Yuan Mingbin, Gutierrez Osvaldo
University of Maryland, College Park.
Wiley Interdiscip Rev Comput Mol Sci. 2022 May-Jun;12(3). doi: 10.1002/wcms.1573. Epub 2021 Sep 21.
The merging of photoredox and nickel catalysis has revolutionized the field of C-C cross-coupling. However, in comparison to the development of synthetic methods, detailed mechanistic investigations of these catalytic systems are lagging. To improve the mechanistic understanding, computational tools have emerged as powerful tools to elucidate the factors controlling reactivity and selectivity in these complex catalytic transformations. Based on the reported computational studies, it appears that the mechanistic picture of catalytic systems is not generally applicable, but is rather dependent on the specific choice of substrate, ligands, photocatalysts, etc. Given the complexity of these systems, the need for more accurate computational methods, readily available and user-friendly dynamics simulation tools, and data-driven approaches is clear in order to understand at the molecular level the mechanisms of these transformations. In particular, we anticipate that such improvement of theoretical methods will become crucial to advance the understanding of excited-state properties and dynamics of key species, as well as to enable faster and unbiased exploration of reaction pathways. Further, with greater collaboration between computational, experimental, and spectroscopic communities, the mechanistic investigation of photoredox/Ni dual-catalytic reactions is expected to thrive quickly, facilitating the design of novel catalytic systems and promoting our understanding of the reaction selectivity.

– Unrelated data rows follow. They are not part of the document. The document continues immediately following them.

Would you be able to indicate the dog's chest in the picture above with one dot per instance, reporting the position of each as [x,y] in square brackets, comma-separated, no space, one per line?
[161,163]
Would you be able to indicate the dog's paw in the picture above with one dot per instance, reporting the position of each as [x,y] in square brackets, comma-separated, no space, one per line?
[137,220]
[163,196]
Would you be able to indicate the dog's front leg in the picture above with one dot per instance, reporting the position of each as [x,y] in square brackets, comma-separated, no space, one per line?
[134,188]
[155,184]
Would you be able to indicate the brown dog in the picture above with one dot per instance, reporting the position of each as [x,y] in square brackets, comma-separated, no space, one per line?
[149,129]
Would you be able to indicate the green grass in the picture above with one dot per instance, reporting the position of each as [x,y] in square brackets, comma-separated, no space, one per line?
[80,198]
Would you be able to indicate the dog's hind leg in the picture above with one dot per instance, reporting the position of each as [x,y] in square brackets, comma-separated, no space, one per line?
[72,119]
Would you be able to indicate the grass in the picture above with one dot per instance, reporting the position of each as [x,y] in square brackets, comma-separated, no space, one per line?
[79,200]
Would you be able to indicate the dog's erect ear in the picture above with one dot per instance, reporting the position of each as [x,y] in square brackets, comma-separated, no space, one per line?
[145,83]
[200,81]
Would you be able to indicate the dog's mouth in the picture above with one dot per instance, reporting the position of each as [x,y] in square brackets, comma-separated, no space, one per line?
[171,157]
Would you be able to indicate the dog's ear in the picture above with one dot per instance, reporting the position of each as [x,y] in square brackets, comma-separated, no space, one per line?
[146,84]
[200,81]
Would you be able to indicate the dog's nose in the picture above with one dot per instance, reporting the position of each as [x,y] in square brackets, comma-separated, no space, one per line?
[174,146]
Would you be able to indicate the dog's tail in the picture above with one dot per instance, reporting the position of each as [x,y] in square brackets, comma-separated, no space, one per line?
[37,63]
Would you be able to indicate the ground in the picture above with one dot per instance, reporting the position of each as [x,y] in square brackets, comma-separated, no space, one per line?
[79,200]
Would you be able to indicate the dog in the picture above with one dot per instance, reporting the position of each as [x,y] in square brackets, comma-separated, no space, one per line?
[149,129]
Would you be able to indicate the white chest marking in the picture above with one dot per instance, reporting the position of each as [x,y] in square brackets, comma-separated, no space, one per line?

光氧化还原催化与镍催化的结合彻底改变了C-C交叉偶联领域。然而,与合成方法的发展相比,对这些催化体系的详细机理研究滞后。为了增进对机理的理解,计算工具已成为阐明这些复杂催化转化中控制反应性和选择性的因素的有力工具。根据已报道的计算研究,催化体系的机理似乎并不普遍适用,而是取决于底物、配体、光催化剂等的具体选择。鉴于这些体系的复杂性,显然需要更精确的计算方法、易于获得且用户友好的动力学模拟工具以及数据驱动的方法,以便在分子水平上理解这些转化的机理。特别是,我们预计理论方法的这种改进对于推进对关键物种激发态性质和动力学的理解,以及实现对反应途径的更快且无偏差的探索将变得至关重要。此外,随着计算、实验和光谱学界之间的更多合作,光氧化还原/镍双催化反应的机理研究有望迅速蓬勃发展,促进新型催化体系的设计并增进我们对反应选择性的理解。